When you first go into homeschooling, you’re nervous, almost paralyzed with fear of messing it up. You feel the weight of those twelve years and the immensity of your responsibility. How can you possibly do this? Your child’s entire academic and world success rests on you: a stressed-out, harried, hopefully sane mom or dad.
This is supposed to be calming, right? I guess I’m not doing a very good job. Here’s the key: three things to make this whole wonderfully terrifying and terrifyingly wonderful homeschool thing work.
2. accept that some/many days you’ll be lucky to have these people dressed and fed.
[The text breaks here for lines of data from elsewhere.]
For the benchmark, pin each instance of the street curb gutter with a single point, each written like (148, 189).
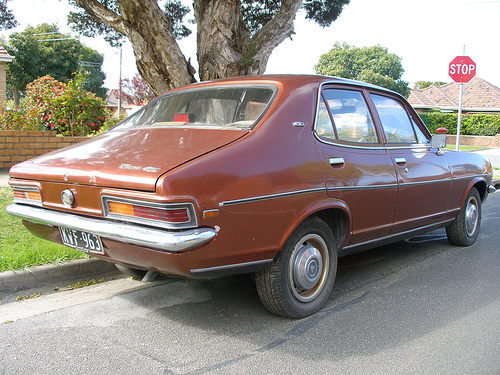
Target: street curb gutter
(41, 279)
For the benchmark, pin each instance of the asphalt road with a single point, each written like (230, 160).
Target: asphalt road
(416, 307)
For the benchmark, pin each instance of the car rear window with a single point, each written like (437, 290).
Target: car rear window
(226, 107)
(344, 115)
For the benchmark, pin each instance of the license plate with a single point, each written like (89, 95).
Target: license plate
(84, 241)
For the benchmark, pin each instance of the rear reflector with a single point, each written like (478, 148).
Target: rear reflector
(168, 215)
(156, 214)
(27, 194)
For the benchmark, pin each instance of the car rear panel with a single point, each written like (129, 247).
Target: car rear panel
(132, 159)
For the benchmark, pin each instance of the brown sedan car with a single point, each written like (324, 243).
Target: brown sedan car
(277, 175)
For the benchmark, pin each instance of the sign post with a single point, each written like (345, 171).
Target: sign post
(462, 69)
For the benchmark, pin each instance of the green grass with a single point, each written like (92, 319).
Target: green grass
(20, 249)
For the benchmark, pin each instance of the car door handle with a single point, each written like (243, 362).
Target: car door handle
(337, 162)
(400, 161)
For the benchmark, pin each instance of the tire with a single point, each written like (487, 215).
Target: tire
(465, 228)
(132, 272)
(300, 279)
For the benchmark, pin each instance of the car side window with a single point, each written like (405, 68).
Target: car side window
(352, 121)
(324, 125)
(398, 126)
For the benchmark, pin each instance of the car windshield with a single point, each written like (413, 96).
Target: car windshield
(227, 107)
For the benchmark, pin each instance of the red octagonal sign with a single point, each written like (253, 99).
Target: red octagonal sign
(462, 69)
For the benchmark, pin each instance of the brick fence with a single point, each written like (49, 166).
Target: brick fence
(17, 146)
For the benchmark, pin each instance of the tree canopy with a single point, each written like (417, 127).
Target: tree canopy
(234, 38)
(373, 65)
(42, 50)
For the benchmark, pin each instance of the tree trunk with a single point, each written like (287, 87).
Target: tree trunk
(158, 56)
(225, 47)
(16, 95)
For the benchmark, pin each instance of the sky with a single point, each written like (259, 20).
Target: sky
(426, 34)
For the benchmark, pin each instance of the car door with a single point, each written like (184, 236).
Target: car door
(423, 173)
(357, 169)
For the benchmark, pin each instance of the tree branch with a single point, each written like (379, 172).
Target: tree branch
(274, 33)
(102, 14)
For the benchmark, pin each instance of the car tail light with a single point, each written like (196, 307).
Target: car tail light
(155, 214)
(27, 195)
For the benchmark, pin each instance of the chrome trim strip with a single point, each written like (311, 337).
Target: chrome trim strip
(340, 188)
(469, 177)
(156, 239)
(379, 146)
(336, 161)
(425, 182)
(410, 147)
(27, 201)
(229, 266)
(271, 196)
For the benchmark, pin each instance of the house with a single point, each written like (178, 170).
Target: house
(479, 96)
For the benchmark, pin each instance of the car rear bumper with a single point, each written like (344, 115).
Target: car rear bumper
(157, 239)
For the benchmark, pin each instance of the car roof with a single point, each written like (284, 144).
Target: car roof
(291, 80)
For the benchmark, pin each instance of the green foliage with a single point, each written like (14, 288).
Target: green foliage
(19, 248)
(256, 13)
(373, 65)
(472, 124)
(52, 105)
(7, 20)
(38, 54)
(82, 23)
(90, 63)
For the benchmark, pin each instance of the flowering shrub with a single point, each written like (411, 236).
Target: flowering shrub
(52, 105)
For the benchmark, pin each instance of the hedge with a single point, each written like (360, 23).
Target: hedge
(472, 124)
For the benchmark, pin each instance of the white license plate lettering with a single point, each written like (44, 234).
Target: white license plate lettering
(84, 241)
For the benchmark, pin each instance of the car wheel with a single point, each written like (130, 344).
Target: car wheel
(465, 228)
(300, 279)
(132, 272)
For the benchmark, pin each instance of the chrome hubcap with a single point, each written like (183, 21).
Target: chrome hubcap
(471, 217)
(309, 267)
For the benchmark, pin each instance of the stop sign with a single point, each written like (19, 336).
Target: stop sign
(462, 69)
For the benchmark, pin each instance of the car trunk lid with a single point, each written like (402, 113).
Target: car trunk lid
(130, 159)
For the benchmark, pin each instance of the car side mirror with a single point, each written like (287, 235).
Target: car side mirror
(438, 141)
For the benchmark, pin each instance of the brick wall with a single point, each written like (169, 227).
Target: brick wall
(17, 146)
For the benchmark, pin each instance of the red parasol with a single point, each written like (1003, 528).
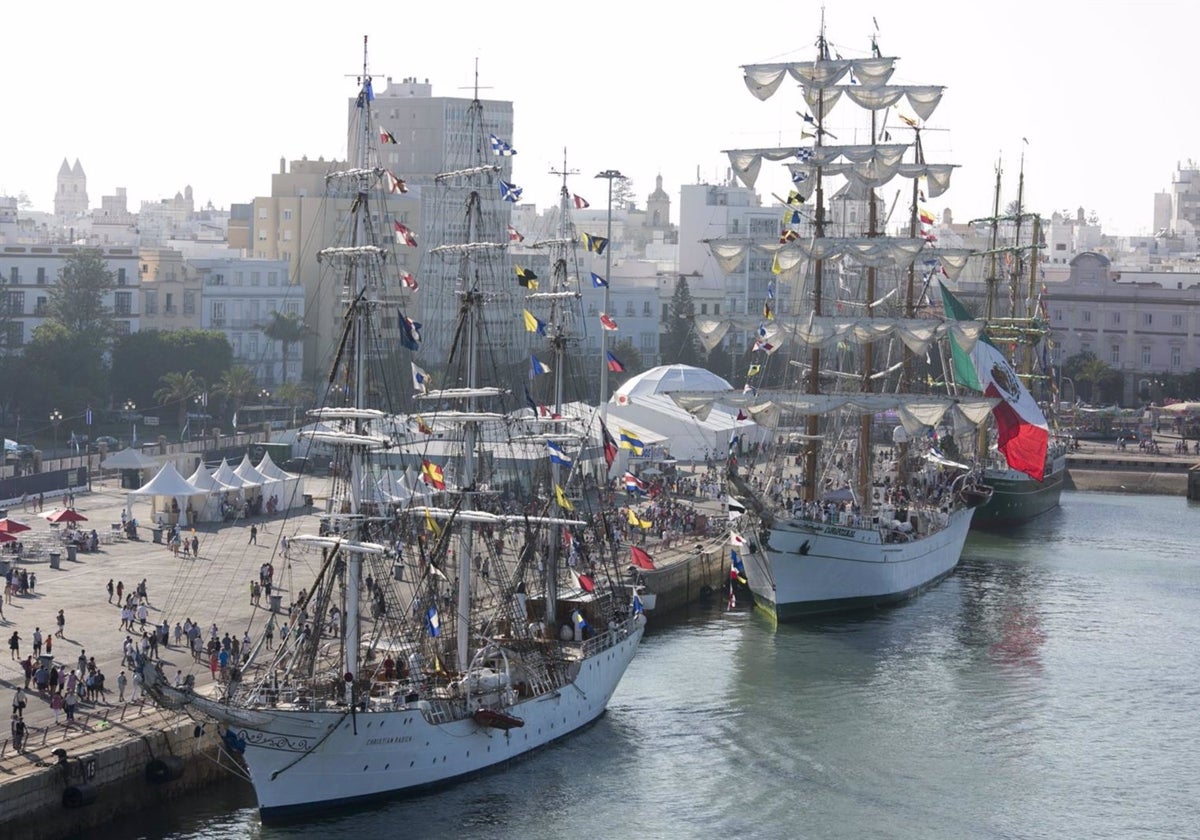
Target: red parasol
(65, 515)
(12, 526)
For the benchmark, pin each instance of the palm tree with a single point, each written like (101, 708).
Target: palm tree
(237, 387)
(287, 329)
(179, 388)
(295, 395)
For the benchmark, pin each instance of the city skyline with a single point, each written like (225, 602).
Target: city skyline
(641, 89)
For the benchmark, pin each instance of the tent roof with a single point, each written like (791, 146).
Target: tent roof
(269, 469)
(669, 378)
(246, 472)
(203, 479)
(168, 483)
(129, 459)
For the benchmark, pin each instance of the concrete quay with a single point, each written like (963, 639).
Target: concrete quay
(118, 753)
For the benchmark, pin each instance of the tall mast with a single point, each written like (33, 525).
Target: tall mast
(813, 421)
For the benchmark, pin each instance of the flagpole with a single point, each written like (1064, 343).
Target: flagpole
(610, 174)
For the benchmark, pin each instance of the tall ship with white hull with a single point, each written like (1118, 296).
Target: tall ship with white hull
(439, 635)
(1023, 487)
(853, 505)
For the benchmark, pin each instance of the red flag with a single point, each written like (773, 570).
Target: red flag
(640, 558)
(610, 445)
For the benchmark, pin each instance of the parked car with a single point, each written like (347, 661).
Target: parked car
(312, 465)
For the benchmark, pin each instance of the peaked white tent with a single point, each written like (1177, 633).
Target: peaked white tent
(171, 496)
(291, 487)
(215, 491)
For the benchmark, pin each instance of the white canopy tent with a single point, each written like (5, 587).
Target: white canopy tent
(214, 490)
(291, 487)
(165, 489)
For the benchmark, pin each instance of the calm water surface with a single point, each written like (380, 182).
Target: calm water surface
(1048, 689)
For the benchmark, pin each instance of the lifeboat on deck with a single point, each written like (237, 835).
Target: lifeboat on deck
(497, 720)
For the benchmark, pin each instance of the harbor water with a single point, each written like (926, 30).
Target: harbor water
(1047, 689)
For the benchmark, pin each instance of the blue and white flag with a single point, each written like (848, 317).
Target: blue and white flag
(502, 148)
(510, 192)
(557, 455)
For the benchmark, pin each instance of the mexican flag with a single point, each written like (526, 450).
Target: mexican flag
(1024, 433)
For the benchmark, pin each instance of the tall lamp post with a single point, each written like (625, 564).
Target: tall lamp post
(55, 419)
(610, 175)
(130, 408)
(263, 396)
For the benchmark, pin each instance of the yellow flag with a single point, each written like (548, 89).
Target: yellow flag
(563, 502)
(431, 526)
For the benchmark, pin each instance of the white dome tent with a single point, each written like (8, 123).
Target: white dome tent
(163, 489)
(642, 402)
(291, 486)
(215, 491)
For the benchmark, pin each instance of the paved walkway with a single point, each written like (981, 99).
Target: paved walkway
(214, 587)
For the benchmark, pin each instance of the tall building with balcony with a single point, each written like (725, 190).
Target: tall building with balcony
(238, 298)
(28, 273)
(171, 291)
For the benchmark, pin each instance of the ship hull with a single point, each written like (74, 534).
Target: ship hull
(1017, 498)
(303, 761)
(811, 569)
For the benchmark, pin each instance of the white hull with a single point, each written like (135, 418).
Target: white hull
(811, 568)
(301, 760)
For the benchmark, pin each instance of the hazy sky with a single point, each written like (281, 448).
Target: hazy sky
(156, 96)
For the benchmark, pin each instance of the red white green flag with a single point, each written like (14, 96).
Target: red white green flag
(1020, 424)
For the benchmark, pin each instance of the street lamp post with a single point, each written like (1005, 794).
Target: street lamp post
(610, 175)
(263, 396)
(55, 419)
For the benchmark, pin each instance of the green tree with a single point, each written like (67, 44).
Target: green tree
(287, 329)
(141, 359)
(294, 395)
(77, 300)
(179, 389)
(235, 388)
(678, 343)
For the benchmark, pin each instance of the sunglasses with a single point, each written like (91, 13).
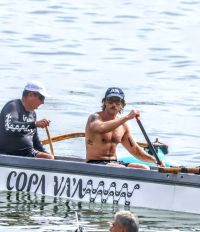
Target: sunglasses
(40, 96)
(115, 100)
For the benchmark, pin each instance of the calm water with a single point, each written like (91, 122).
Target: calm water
(79, 49)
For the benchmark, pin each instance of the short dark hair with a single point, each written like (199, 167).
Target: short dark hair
(127, 220)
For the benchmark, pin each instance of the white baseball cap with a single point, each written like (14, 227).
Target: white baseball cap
(36, 86)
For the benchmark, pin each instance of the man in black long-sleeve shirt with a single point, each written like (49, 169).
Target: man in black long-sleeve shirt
(18, 124)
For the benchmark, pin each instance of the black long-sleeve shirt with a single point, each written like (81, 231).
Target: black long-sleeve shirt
(18, 133)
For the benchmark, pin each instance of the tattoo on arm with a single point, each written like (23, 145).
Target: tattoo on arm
(93, 117)
(130, 142)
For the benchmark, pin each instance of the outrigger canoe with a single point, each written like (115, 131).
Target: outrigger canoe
(73, 178)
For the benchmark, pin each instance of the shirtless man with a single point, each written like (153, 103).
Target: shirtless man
(105, 130)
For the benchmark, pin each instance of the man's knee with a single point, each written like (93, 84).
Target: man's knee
(141, 166)
(45, 155)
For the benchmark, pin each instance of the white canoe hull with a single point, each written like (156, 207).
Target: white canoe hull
(96, 183)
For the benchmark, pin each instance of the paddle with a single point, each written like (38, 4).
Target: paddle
(49, 141)
(80, 228)
(151, 147)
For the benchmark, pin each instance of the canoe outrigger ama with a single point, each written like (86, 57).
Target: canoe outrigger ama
(73, 178)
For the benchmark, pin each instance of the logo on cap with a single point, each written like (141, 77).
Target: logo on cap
(114, 92)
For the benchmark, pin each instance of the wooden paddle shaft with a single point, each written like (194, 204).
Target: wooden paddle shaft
(63, 137)
(77, 135)
(179, 170)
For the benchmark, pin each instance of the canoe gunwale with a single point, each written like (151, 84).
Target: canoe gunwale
(78, 166)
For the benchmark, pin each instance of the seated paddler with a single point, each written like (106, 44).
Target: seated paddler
(18, 123)
(106, 129)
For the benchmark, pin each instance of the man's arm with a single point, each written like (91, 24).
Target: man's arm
(130, 144)
(37, 143)
(97, 125)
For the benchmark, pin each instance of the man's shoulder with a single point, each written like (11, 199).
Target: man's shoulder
(94, 116)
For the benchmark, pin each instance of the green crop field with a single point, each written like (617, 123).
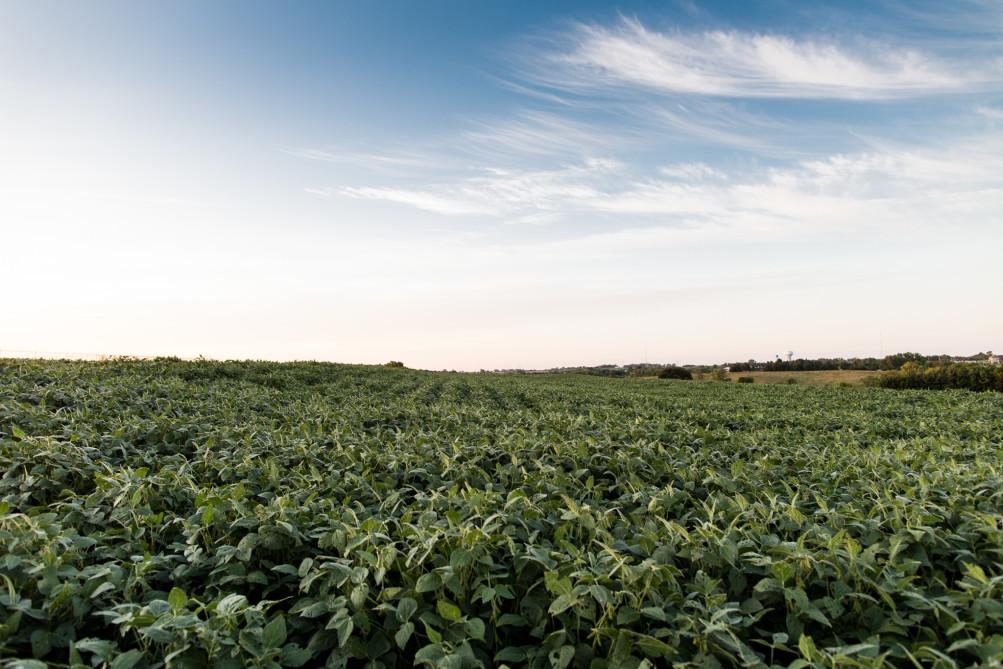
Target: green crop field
(231, 515)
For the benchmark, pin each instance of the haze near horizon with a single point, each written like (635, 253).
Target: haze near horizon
(502, 185)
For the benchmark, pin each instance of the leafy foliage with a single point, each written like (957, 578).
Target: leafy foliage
(676, 372)
(970, 376)
(231, 515)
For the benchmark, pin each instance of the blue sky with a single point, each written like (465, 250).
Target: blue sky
(469, 185)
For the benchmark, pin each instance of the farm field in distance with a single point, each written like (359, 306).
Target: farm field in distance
(229, 515)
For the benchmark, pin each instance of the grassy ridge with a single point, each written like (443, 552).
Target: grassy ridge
(308, 515)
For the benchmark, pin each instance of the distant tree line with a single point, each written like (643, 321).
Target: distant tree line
(941, 377)
(889, 362)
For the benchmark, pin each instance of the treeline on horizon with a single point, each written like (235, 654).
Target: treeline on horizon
(887, 363)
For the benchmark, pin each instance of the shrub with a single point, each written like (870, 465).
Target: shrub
(676, 372)
(939, 377)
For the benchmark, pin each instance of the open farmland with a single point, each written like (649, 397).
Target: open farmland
(234, 515)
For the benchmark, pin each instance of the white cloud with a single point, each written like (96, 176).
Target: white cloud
(740, 64)
(901, 189)
(990, 112)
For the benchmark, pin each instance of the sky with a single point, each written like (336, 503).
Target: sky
(498, 184)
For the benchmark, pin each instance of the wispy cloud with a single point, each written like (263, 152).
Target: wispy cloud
(989, 112)
(741, 64)
(892, 188)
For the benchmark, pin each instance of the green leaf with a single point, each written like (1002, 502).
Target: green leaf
(511, 654)
(448, 611)
(405, 609)
(178, 599)
(294, 656)
(427, 583)
(562, 604)
(475, 628)
(403, 634)
(274, 634)
(430, 654)
(126, 660)
(563, 657)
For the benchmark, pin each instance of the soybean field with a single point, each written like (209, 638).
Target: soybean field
(170, 514)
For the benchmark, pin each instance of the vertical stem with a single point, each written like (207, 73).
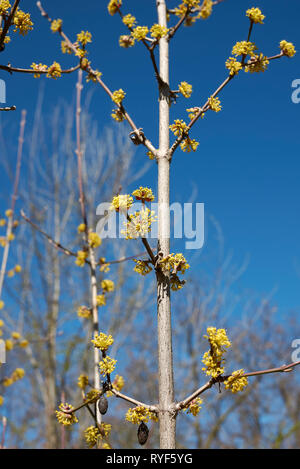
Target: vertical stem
(93, 278)
(167, 418)
(13, 202)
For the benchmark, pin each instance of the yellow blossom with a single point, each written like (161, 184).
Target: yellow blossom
(126, 41)
(174, 263)
(144, 194)
(107, 365)
(22, 22)
(189, 145)
(38, 68)
(185, 89)
(102, 341)
(94, 240)
(84, 312)
(56, 25)
(129, 20)
(121, 203)
(113, 6)
(140, 32)
(236, 382)
(287, 48)
(233, 65)
(194, 407)
(66, 418)
(91, 435)
(83, 381)
(118, 96)
(101, 300)
(84, 37)
(139, 224)
(54, 71)
(118, 115)
(244, 48)
(4, 6)
(142, 267)
(206, 9)
(94, 76)
(16, 335)
(140, 414)
(81, 258)
(158, 31)
(257, 63)
(107, 285)
(9, 213)
(255, 15)
(179, 127)
(215, 104)
(81, 228)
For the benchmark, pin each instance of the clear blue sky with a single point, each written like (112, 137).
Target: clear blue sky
(247, 167)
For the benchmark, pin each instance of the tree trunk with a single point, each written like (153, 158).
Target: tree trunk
(165, 356)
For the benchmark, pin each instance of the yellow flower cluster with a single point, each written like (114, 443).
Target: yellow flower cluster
(129, 20)
(158, 31)
(139, 224)
(189, 145)
(91, 435)
(140, 32)
(118, 115)
(22, 22)
(126, 40)
(213, 359)
(101, 300)
(63, 418)
(233, 65)
(81, 258)
(174, 263)
(4, 7)
(84, 312)
(83, 381)
(93, 76)
(244, 48)
(107, 365)
(139, 414)
(54, 71)
(144, 194)
(215, 104)
(114, 6)
(142, 267)
(56, 25)
(102, 341)
(94, 240)
(255, 15)
(257, 63)
(107, 286)
(206, 9)
(117, 384)
(118, 96)
(84, 37)
(81, 228)
(236, 382)
(104, 266)
(179, 127)
(16, 375)
(287, 48)
(185, 89)
(194, 407)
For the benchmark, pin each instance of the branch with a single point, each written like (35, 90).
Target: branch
(49, 238)
(220, 379)
(89, 70)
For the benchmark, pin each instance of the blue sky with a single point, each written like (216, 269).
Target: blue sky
(247, 167)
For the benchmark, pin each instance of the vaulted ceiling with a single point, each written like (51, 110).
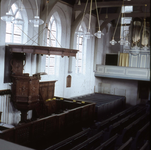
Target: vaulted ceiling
(111, 6)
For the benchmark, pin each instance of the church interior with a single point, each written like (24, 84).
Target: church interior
(75, 74)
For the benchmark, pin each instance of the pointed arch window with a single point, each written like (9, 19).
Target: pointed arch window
(51, 41)
(80, 47)
(13, 31)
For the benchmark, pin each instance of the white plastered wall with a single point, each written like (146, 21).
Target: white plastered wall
(127, 88)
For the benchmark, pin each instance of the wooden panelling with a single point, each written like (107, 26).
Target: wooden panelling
(46, 90)
(25, 89)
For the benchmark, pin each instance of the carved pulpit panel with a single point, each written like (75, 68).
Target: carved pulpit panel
(46, 90)
(25, 89)
(136, 33)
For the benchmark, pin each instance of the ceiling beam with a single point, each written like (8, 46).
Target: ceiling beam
(111, 4)
(133, 14)
(115, 16)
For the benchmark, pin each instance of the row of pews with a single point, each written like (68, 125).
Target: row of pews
(105, 104)
(127, 130)
(64, 116)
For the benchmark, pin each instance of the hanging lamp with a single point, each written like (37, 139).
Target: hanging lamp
(98, 34)
(18, 21)
(81, 33)
(113, 42)
(79, 2)
(36, 21)
(144, 31)
(121, 41)
(8, 17)
(88, 35)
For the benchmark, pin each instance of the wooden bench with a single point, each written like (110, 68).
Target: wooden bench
(109, 144)
(71, 141)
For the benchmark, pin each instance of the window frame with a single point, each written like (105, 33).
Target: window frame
(84, 45)
(13, 25)
(56, 18)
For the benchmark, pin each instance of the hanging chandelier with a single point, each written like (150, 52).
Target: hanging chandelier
(113, 42)
(81, 33)
(98, 34)
(144, 32)
(123, 40)
(36, 21)
(19, 21)
(88, 34)
(8, 17)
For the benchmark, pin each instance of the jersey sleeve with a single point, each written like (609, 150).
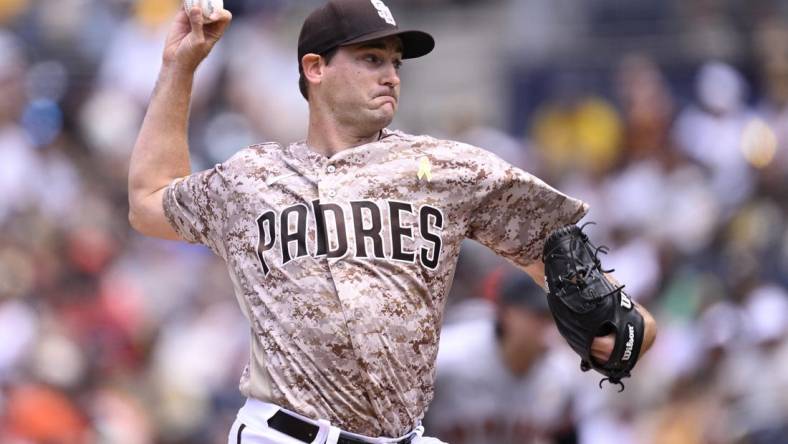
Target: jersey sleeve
(196, 205)
(517, 211)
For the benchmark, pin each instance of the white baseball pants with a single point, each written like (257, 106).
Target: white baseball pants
(251, 427)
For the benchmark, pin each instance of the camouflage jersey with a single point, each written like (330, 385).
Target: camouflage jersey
(342, 264)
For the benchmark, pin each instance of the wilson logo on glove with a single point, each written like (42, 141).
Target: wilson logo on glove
(625, 301)
(586, 304)
(630, 343)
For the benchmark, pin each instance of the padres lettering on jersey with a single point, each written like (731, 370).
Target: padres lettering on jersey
(274, 226)
(342, 264)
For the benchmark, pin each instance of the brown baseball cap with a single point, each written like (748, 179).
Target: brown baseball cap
(347, 22)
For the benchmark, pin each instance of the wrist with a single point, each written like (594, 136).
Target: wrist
(172, 68)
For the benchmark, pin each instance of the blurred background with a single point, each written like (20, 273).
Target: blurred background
(669, 117)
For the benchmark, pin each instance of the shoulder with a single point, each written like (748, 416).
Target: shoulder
(454, 153)
(253, 157)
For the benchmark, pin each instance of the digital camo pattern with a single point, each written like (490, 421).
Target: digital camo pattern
(354, 339)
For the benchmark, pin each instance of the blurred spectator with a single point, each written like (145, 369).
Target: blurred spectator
(497, 380)
(577, 131)
(710, 131)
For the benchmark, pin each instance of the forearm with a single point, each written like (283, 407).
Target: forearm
(161, 152)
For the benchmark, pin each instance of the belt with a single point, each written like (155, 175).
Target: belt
(307, 432)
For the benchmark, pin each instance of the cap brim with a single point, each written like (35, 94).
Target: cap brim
(414, 43)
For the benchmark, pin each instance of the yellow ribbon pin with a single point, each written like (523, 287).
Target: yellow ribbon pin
(425, 169)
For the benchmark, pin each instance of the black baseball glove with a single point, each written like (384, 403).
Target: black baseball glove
(586, 304)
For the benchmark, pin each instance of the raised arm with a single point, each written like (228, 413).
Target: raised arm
(161, 153)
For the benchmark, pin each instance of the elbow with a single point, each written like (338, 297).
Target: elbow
(136, 221)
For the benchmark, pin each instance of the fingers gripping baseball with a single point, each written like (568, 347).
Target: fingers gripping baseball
(192, 37)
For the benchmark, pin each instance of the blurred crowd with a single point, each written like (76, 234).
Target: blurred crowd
(669, 118)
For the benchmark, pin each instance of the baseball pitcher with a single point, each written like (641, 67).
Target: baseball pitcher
(342, 247)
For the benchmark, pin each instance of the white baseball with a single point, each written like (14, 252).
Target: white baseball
(208, 6)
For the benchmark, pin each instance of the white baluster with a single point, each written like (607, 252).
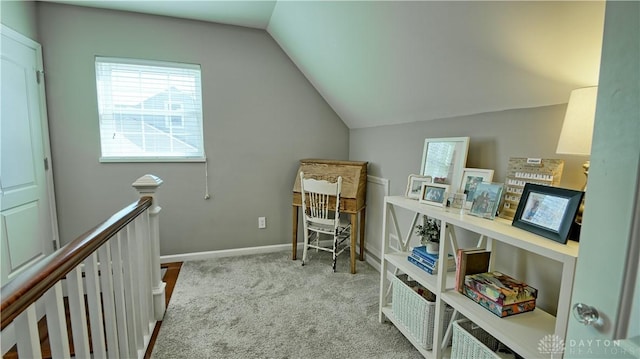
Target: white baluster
(131, 302)
(95, 307)
(28, 340)
(57, 322)
(122, 319)
(78, 314)
(108, 300)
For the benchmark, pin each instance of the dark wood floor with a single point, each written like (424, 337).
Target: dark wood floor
(170, 277)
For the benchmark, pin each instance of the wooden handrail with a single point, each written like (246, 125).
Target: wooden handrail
(33, 282)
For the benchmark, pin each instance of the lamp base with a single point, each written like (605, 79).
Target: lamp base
(574, 231)
(576, 227)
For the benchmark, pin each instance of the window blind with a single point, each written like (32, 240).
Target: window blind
(149, 110)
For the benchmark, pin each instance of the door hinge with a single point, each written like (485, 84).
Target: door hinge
(39, 76)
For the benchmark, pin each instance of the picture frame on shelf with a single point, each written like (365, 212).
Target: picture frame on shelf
(434, 194)
(444, 159)
(471, 177)
(486, 200)
(547, 211)
(414, 185)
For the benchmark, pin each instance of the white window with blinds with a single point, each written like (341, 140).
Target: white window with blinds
(149, 111)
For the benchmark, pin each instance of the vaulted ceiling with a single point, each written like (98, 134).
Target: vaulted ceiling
(389, 62)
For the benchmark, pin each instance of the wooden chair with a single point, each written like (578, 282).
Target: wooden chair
(319, 198)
3. always continue to do better.
That’s it, good luck!
Just kidding, here’s the rest.
You’ll mess up. Don’t let the failures define your homeschool. Celebrate those days when you have been an amazing homeschool mom. I mean, seriously, you were awesome! People commented on your wonderful, smart, mature children, the aforementioned children got to see brains at the local college, and even did well on the standardized test. Boo and a ‘Yah!
In response to your concerns: the only thing that will completely allay them is proof, every year that you can see tangible progress in your homeschool. For my husband, the behavioral changes in our daughter (for the better) and her decent score on the CAT exam have him feeling better about this whole subversive lifestyle. Me, I’m not as focused on the numbers. Okay, I lie. I called up my mom the second I found out that I haven’t ruined her grandchildren and did a happy dance over the phone. But the longer I’m going about this, the more I begin to see the vision of homeschooling. My kids are happy. They have an entire world of learning at their feet and appetites whetted to dig in.They are learning to do things in real life, not on a worksheet. They are excited about our plans for our family and look for ways to contribute. I think they are well on their way to catching the same vision. It is so sweet to have them home with you and they learn so much just from going about life at home: helping, cooking, cleaning. They become each other’s friends, mentors, and teachers. And, most importantly to me, each other’s protectors. This is my proof. And I get more every day.
Oh, and they’re not perfect. They will fight. And fight. You will tear your hair out. And you’ll want to invest in straitjackets. But it’s not legal. I checked.
But then you have the moments where they are perfect. Brief beautiful moments when you can see the man or woman they will become and how what you are doing will help them achieve it. Ah, I love it.
Whether you homeschool or not, catch this vision. Create a home that schools, even if it’s not a homeschool.